I want my story to be one to write home about.  I want the pages of my life to fill them even after I’m gone.  I believe as moms, we all want this.  But somehow, we report too much to the trivial and not enough to the treasured.  So we must stop in the midst of that story of chaos, and pursue a better story, one that will make headlines for years to come, a story to write at home about.

Sunday, August 12, 2012

Grandma's Dancing Shoes


The circle of life dances round us all.  It turns and sways and dips to a beat of its own.  And we enter the dance knowing not how it will end, but hoping we’ll learn the steps before it twists its confusion into our world once again.  And then the cycle repeats.  Falling hard, finding your feet, steady now and hold on, hold on for the dance. 

She danced well. 

She had this aura about her.  Always kind.  Always giving.  Always welcoming.  Always teaching simply by the way she lived.

She taught me to love a good book, a good campfire, and a good picnic, even if the flies were driving Grandpa crazy.

She taught me that it is possible to love to shop, but still remain frugal as she watched her pennies so she could be a good steward of all God provided.

She taught me to keep a ready supply of cake or pie ingredients so that at a moments notice, she could whip up her famous white cake for Mr. Matt, and all the others who would then fight him for a piece, or my personal favorite, banana pudding pie in graham cracker crust.

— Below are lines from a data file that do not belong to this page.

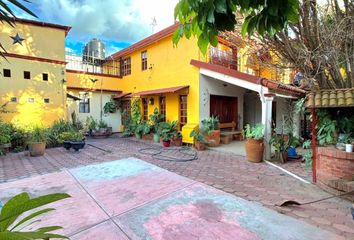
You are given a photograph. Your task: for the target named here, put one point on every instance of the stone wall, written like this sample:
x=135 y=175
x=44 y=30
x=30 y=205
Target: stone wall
x=335 y=168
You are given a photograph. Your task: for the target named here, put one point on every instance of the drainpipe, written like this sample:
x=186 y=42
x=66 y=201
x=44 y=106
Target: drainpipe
x=314 y=145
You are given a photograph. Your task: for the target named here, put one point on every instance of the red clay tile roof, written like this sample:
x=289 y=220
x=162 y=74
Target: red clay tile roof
x=160 y=91
x=146 y=41
x=43 y=24
x=274 y=85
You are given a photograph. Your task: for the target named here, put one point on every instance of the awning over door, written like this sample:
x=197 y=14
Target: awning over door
x=160 y=91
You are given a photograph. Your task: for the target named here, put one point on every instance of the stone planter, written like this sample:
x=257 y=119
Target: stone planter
x=36 y=149
x=254 y=150
x=213 y=139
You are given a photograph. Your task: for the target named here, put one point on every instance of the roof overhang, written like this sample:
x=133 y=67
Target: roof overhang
x=160 y=91
x=245 y=80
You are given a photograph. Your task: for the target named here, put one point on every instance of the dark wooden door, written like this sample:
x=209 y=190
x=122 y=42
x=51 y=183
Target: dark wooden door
x=225 y=108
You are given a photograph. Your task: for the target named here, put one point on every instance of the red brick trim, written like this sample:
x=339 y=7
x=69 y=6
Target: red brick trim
x=94 y=74
x=94 y=89
x=32 y=58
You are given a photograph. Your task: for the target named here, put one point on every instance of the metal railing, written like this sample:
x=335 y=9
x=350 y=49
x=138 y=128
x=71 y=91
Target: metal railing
x=222 y=58
x=90 y=64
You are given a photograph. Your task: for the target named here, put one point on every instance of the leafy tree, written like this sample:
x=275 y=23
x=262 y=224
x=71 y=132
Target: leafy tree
x=205 y=19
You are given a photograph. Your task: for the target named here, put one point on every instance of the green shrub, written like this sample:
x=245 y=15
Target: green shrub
x=57 y=128
x=70 y=136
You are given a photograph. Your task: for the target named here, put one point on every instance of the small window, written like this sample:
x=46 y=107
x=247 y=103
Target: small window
x=143 y=60
x=45 y=76
x=7 y=73
x=27 y=75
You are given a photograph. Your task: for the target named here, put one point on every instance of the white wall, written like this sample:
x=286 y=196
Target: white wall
x=210 y=86
x=112 y=119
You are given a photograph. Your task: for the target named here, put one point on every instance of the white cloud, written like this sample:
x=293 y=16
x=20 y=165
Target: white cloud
x=120 y=20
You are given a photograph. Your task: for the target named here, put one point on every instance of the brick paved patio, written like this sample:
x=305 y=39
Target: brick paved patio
x=225 y=171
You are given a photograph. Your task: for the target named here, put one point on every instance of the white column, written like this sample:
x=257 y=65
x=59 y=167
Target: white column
x=267 y=100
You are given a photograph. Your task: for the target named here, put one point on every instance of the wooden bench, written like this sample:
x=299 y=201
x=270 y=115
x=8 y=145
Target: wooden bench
x=229 y=132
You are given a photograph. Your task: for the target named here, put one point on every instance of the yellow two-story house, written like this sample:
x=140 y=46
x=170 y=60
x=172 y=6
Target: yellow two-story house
x=33 y=75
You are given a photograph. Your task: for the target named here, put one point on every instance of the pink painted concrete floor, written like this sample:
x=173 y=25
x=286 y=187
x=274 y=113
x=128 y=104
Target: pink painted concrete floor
x=133 y=199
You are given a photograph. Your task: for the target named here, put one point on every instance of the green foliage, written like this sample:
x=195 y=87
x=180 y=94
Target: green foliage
x=256 y=132
x=167 y=129
x=198 y=137
x=11 y=223
x=102 y=124
x=91 y=123
x=110 y=107
x=155 y=119
x=326 y=128
x=210 y=124
x=70 y=136
x=136 y=114
x=57 y=128
x=205 y=19
x=38 y=135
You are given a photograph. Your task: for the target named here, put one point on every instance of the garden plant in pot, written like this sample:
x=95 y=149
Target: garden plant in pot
x=210 y=128
x=37 y=141
x=254 y=144
x=72 y=139
x=5 y=137
x=199 y=140
x=156 y=118
x=168 y=129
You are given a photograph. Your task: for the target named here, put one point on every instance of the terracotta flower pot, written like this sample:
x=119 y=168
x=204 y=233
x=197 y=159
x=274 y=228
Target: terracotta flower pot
x=199 y=146
x=36 y=149
x=166 y=143
x=213 y=139
x=254 y=150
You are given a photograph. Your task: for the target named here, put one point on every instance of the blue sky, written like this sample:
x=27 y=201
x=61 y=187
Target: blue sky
x=118 y=23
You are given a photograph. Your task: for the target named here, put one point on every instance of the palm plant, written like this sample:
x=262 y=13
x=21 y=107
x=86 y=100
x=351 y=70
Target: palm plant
x=11 y=225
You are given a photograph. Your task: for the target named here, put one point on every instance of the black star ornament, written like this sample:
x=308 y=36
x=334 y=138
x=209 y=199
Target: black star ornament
x=17 y=39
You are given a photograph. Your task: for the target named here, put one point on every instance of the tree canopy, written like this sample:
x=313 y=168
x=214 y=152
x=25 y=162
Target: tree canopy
x=205 y=19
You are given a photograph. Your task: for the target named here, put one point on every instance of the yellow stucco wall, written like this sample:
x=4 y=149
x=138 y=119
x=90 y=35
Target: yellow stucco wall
x=38 y=112
x=169 y=68
x=39 y=41
x=84 y=80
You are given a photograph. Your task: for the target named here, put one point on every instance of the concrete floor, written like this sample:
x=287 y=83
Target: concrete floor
x=133 y=199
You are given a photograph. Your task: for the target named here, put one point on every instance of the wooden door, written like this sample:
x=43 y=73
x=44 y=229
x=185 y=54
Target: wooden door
x=225 y=108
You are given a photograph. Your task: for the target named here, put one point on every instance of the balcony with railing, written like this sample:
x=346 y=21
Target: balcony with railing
x=89 y=64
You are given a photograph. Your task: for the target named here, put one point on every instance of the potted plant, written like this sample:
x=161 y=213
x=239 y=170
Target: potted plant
x=199 y=140
x=139 y=131
x=37 y=141
x=147 y=131
x=156 y=118
x=168 y=129
x=72 y=139
x=254 y=144
x=210 y=128
x=177 y=139
x=5 y=137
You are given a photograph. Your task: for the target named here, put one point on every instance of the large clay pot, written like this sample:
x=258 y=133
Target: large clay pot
x=36 y=149
x=254 y=150
x=213 y=139
x=199 y=146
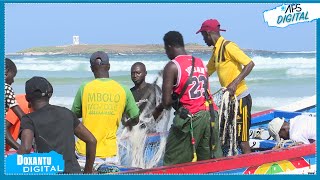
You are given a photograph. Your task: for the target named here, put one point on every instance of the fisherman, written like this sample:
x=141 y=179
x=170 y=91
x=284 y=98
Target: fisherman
x=232 y=66
x=101 y=104
x=11 y=102
x=145 y=94
x=53 y=128
x=186 y=77
x=14 y=120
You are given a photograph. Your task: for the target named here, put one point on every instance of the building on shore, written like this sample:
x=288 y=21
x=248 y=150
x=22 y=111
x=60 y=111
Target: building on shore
x=76 y=40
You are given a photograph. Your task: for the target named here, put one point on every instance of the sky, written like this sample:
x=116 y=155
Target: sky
x=36 y=25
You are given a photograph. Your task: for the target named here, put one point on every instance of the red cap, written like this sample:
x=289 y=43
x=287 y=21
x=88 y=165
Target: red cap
x=210 y=25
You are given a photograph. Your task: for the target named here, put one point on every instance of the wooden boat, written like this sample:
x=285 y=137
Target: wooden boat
x=299 y=159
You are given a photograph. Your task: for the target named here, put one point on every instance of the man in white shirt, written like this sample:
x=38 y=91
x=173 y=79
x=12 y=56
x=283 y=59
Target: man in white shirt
x=301 y=128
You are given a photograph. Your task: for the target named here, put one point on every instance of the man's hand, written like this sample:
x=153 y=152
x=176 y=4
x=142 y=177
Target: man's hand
x=231 y=88
x=157 y=111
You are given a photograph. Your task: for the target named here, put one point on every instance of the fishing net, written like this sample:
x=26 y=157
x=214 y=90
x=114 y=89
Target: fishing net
x=227 y=121
x=217 y=97
x=144 y=145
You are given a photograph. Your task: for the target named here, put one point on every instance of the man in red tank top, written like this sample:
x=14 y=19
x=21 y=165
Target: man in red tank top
x=189 y=135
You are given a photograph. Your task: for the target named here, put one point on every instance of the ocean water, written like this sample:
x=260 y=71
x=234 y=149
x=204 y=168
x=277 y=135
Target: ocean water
x=277 y=79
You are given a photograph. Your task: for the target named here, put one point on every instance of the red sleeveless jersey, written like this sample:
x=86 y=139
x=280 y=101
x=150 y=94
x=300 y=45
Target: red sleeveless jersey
x=193 y=98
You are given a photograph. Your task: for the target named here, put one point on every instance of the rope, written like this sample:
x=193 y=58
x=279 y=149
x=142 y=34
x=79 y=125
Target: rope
x=230 y=125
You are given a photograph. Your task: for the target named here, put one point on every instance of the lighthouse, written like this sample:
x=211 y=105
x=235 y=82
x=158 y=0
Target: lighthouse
x=76 y=40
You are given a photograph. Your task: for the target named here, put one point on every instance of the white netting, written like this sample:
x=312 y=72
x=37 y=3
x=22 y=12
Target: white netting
x=144 y=145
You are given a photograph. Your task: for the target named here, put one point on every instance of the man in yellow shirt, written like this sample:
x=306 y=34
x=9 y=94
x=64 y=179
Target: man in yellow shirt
x=101 y=103
x=232 y=66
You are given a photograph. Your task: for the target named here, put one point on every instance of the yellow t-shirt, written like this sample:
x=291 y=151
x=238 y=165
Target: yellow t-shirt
x=101 y=104
x=229 y=66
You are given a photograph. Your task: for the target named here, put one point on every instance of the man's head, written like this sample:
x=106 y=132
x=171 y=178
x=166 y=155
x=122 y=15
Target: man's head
x=38 y=89
x=278 y=129
x=173 y=41
x=138 y=73
x=210 y=31
x=100 y=65
x=11 y=71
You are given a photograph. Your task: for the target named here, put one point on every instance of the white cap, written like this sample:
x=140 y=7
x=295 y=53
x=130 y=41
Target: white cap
x=274 y=128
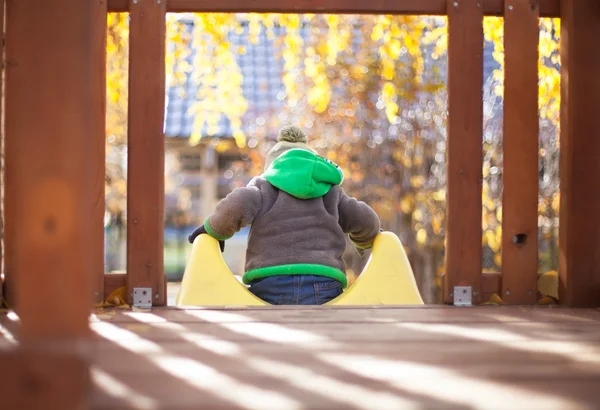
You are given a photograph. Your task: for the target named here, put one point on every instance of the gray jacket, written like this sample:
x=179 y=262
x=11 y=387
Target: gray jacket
x=299 y=216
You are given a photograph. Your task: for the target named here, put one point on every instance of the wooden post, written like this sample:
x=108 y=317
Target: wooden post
x=52 y=106
x=464 y=155
x=146 y=148
x=2 y=5
x=520 y=170
x=98 y=158
x=579 y=260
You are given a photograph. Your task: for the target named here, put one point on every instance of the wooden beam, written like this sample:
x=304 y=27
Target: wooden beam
x=98 y=157
x=579 y=238
x=2 y=5
x=464 y=153
x=548 y=8
x=146 y=149
x=52 y=106
x=29 y=378
x=520 y=149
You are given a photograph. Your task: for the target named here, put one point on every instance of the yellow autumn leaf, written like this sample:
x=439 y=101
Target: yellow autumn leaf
x=421 y=236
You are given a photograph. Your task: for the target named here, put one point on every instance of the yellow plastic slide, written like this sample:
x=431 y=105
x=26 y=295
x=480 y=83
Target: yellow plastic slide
x=387 y=278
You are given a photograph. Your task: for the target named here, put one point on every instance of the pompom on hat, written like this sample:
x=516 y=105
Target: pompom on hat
x=290 y=137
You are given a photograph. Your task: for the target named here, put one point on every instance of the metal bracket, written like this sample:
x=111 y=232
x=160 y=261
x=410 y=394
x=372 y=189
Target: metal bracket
x=462 y=296
x=142 y=298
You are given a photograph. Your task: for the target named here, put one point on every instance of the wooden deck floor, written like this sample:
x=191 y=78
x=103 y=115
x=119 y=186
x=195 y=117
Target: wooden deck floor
x=359 y=358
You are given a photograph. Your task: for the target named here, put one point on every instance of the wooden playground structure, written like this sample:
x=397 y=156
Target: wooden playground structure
x=54 y=119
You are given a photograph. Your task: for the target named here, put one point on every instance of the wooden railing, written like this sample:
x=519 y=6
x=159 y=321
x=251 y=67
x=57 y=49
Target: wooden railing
x=32 y=220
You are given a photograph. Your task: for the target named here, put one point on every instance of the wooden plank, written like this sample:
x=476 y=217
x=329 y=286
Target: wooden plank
x=548 y=8
x=98 y=157
x=521 y=152
x=464 y=154
x=41 y=379
x=2 y=4
x=49 y=115
x=146 y=148
x=579 y=238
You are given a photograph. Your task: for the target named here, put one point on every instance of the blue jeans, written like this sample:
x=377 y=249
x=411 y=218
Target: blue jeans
x=296 y=289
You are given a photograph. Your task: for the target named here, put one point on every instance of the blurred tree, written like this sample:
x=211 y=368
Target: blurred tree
x=359 y=86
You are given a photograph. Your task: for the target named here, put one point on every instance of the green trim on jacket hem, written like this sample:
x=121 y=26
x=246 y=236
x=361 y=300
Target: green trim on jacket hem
x=363 y=245
x=212 y=233
x=297 y=269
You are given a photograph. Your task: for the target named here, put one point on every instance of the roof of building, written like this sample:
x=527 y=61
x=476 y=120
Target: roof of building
x=263 y=89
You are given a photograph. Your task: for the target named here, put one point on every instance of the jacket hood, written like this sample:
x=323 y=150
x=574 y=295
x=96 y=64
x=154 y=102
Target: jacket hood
x=303 y=174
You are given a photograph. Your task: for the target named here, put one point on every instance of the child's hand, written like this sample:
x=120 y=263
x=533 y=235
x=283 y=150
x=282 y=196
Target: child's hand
x=201 y=230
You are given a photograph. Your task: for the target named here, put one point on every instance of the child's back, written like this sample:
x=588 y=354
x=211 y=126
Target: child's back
x=299 y=216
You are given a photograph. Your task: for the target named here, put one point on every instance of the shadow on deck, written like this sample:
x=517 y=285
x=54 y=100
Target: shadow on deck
x=323 y=358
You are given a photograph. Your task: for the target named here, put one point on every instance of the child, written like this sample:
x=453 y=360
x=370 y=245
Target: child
x=299 y=216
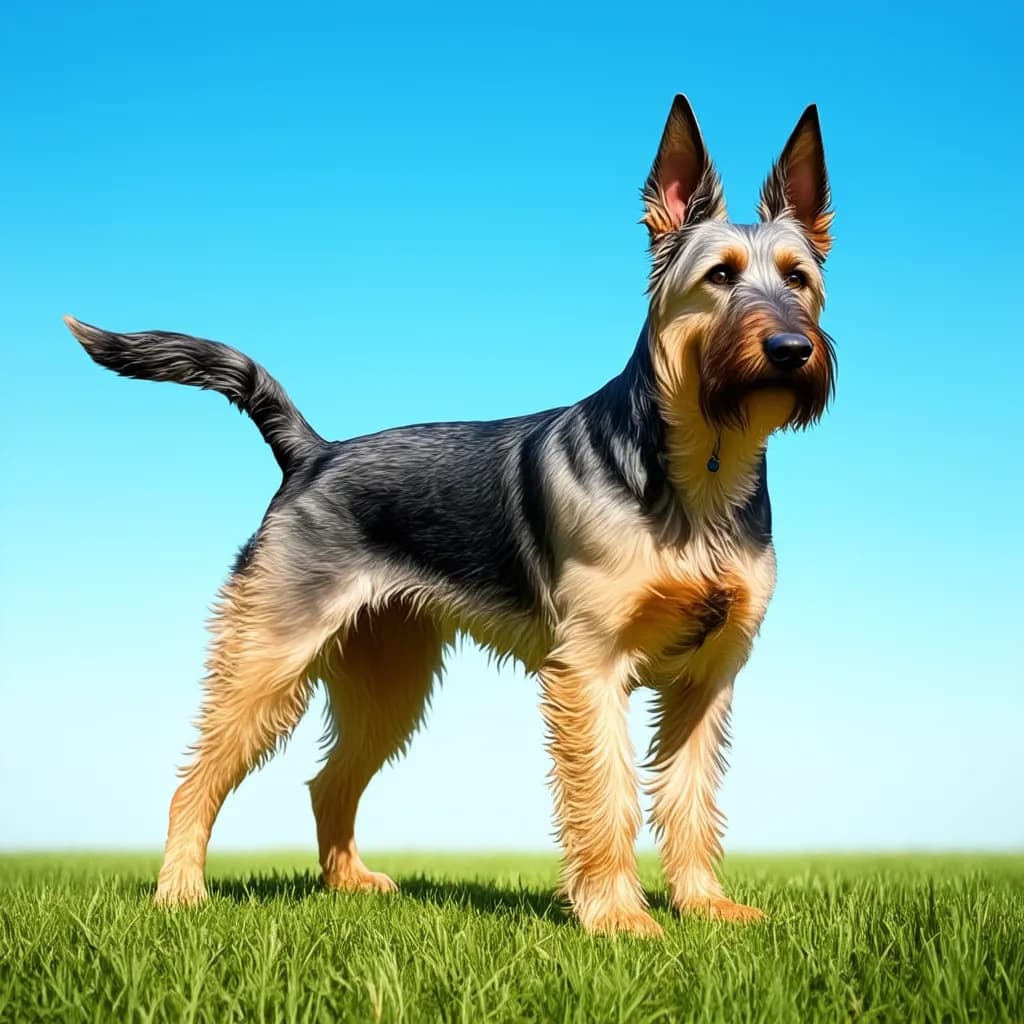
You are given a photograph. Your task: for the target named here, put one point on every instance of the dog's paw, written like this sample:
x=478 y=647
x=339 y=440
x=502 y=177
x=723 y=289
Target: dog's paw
x=624 y=922
x=179 y=892
x=723 y=909
x=360 y=882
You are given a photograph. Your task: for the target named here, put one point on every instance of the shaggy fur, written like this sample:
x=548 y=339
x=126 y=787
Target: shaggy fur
x=620 y=542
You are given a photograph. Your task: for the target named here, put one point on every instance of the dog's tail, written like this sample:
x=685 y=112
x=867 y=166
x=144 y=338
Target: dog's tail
x=158 y=355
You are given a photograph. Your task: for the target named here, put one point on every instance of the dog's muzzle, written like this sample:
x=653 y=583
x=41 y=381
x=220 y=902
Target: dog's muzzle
x=788 y=351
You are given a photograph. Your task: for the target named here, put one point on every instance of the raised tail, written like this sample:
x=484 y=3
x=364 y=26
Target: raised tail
x=158 y=355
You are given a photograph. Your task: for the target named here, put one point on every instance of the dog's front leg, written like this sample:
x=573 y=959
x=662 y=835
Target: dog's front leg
x=687 y=758
x=595 y=790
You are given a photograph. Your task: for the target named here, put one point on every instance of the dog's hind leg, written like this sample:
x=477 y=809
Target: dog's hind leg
x=379 y=675
x=257 y=688
x=687 y=758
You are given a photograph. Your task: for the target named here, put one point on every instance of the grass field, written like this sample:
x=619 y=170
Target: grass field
x=479 y=938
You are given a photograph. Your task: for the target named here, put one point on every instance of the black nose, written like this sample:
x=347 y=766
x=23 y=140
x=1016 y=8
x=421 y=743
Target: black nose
x=788 y=351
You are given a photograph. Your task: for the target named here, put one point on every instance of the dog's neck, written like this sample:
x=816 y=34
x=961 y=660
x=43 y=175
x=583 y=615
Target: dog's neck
x=709 y=496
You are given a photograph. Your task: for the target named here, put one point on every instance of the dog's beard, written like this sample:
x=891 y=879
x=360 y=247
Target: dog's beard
x=739 y=389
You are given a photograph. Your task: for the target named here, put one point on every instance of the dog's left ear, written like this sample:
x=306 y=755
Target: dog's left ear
x=799 y=184
x=683 y=186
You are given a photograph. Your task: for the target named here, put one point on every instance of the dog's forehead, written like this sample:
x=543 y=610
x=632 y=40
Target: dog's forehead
x=764 y=237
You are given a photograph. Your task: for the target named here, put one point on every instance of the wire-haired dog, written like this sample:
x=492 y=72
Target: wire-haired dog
x=620 y=542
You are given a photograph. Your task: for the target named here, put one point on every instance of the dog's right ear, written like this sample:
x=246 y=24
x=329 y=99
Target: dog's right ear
x=683 y=186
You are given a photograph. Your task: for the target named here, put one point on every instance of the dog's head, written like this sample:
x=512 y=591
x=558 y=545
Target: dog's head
x=735 y=307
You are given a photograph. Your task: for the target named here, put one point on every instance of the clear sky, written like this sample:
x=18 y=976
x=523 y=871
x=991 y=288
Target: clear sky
x=430 y=213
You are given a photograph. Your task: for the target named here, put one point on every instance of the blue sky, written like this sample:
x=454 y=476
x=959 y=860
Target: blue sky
x=431 y=214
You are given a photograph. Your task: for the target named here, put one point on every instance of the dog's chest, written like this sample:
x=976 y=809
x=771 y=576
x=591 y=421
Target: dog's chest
x=697 y=614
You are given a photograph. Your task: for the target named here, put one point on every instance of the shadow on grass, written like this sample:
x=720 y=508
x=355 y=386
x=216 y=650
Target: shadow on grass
x=483 y=897
x=480 y=896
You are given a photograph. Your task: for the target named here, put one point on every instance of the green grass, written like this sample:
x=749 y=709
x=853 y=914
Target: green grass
x=479 y=938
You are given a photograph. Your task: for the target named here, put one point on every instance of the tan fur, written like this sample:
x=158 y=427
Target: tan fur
x=379 y=676
x=256 y=690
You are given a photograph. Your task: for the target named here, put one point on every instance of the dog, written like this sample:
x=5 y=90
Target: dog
x=621 y=542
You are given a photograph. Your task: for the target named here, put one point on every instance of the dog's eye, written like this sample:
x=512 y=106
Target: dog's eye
x=721 y=274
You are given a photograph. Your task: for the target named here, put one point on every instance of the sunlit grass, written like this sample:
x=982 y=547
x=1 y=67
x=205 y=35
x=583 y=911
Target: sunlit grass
x=480 y=938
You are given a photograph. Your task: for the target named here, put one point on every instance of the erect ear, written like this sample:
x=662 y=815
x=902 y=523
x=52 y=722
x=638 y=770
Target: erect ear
x=683 y=186
x=799 y=183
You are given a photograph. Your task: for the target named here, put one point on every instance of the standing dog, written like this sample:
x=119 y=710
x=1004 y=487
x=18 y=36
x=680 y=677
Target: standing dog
x=620 y=542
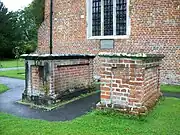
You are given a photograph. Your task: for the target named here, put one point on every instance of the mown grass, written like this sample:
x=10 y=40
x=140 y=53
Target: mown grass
x=11 y=63
x=170 y=88
x=20 y=74
x=163 y=120
x=3 y=88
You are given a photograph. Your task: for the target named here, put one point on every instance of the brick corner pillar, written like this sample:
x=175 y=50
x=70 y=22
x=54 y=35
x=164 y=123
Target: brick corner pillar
x=130 y=82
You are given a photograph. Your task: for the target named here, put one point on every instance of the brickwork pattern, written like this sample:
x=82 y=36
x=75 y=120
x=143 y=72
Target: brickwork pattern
x=72 y=77
x=155 y=28
x=37 y=78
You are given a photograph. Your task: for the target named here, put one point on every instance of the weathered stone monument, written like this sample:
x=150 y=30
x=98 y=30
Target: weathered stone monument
x=52 y=78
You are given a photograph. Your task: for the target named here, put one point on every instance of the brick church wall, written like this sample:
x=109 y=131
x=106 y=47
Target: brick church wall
x=155 y=28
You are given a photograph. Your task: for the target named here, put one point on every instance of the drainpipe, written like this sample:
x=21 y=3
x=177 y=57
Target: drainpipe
x=51 y=19
x=111 y=83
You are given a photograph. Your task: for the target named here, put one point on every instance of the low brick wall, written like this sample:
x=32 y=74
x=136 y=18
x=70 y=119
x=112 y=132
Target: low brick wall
x=130 y=82
x=51 y=78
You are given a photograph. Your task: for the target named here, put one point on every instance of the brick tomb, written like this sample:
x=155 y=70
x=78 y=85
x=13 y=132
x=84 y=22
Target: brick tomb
x=52 y=78
x=130 y=82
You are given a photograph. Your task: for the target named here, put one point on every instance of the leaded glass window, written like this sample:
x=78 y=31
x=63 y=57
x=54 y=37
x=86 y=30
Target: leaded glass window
x=120 y=17
x=108 y=18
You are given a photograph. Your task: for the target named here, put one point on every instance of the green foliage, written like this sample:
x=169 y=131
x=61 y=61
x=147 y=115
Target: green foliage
x=11 y=63
x=3 y=88
x=163 y=120
x=38 y=7
x=20 y=74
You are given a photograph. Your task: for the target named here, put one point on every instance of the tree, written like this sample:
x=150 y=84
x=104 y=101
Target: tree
x=6 y=30
x=38 y=7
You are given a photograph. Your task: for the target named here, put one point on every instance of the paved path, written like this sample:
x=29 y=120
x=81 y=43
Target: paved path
x=68 y=112
x=14 y=68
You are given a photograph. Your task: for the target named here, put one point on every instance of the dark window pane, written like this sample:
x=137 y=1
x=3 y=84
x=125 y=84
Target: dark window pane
x=108 y=17
x=96 y=18
x=121 y=17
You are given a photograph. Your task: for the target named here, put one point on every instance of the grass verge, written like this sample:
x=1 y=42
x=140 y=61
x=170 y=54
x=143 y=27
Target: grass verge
x=170 y=88
x=3 y=88
x=163 y=120
x=11 y=63
x=20 y=74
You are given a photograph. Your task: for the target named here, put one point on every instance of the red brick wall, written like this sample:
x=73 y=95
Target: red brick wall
x=37 y=78
x=129 y=83
x=71 y=77
x=154 y=29
x=61 y=76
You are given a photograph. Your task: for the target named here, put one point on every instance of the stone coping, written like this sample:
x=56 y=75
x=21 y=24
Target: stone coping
x=55 y=56
x=131 y=55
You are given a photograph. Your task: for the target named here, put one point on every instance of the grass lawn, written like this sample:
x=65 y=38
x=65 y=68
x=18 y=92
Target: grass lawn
x=13 y=74
x=163 y=120
x=3 y=88
x=11 y=63
x=170 y=88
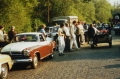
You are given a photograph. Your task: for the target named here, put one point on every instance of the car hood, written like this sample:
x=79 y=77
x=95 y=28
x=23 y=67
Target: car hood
x=18 y=46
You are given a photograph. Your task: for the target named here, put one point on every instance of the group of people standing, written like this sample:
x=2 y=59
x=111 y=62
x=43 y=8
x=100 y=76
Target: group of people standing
x=6 y=38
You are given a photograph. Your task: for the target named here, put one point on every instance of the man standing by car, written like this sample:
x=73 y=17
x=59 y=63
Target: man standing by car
x=61 y=42
x=73 y=36
x=43 y=29
x=11 y=34
x=2 y=41
x=67 y=37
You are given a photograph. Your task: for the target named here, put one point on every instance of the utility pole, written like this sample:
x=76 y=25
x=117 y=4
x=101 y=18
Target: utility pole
x=48 y=11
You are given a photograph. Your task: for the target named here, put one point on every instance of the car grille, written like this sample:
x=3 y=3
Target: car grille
x=14 y=55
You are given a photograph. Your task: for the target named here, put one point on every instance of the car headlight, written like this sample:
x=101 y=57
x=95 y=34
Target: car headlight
x=26 y=52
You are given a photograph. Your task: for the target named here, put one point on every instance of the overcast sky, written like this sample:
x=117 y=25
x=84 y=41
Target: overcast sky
x=112 y=1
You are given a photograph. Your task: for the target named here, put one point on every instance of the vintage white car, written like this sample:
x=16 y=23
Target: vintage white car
x=5 y=65
x=30 y=47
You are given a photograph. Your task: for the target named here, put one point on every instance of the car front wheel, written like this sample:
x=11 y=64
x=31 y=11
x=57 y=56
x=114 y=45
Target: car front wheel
x=4 y=71
x=34 y=64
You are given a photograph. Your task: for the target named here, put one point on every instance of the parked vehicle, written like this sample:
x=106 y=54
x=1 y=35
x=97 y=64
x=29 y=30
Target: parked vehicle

She taught me to feed a man’s stomach was to feed a man’s understanding of your love for him.

She taught me that if I ever hoped to truly love my husband, I must be willing to submit-submit to him and submit to growing a faith deeper than the eye can see.

She taught me to be strong, even when your lifelong partner leaves you much before you’re ready.

And she taught me to love.  To love others more than you love yourself.  To love deeply, to love richly, to love the way only God can love when He lives in us and through us.

And she loved to dance.  From her jewels to her dresses to her purses, she was a beauty to behold on this dance floor called life. 

Until time stole her health, leaving her confined to a body that just couldn’t function well and a mind that left long before we said our final goodbyes. 

But now she dances again. 

I can just picture her.  She’s wearing a red dress, lipstick shining and eyes sparkling.  She rounds the corner and slips her arm into his.  And together they enter into the Presence of the King where, finally together once again, they will dance on the streets that are golden.

Because if Grandma taught me anything at all, she taught me this.  Life is a dance.  Dance with your friends and the students you meet in your work.  Dance with your family.  Dance with your husband, and hold tight while the music lasts.   But in all steps of the dance, hold your faith dear as the center of your dance floor.  You will fall, life will be hard, but the dance goes on.  And if your roots go deeper, your faith goes stronger, you will rise above to dance like you’ve never danced before.

Today, she’s dancing like she’s never danced before.  And I’m counting on her saving a dance for me.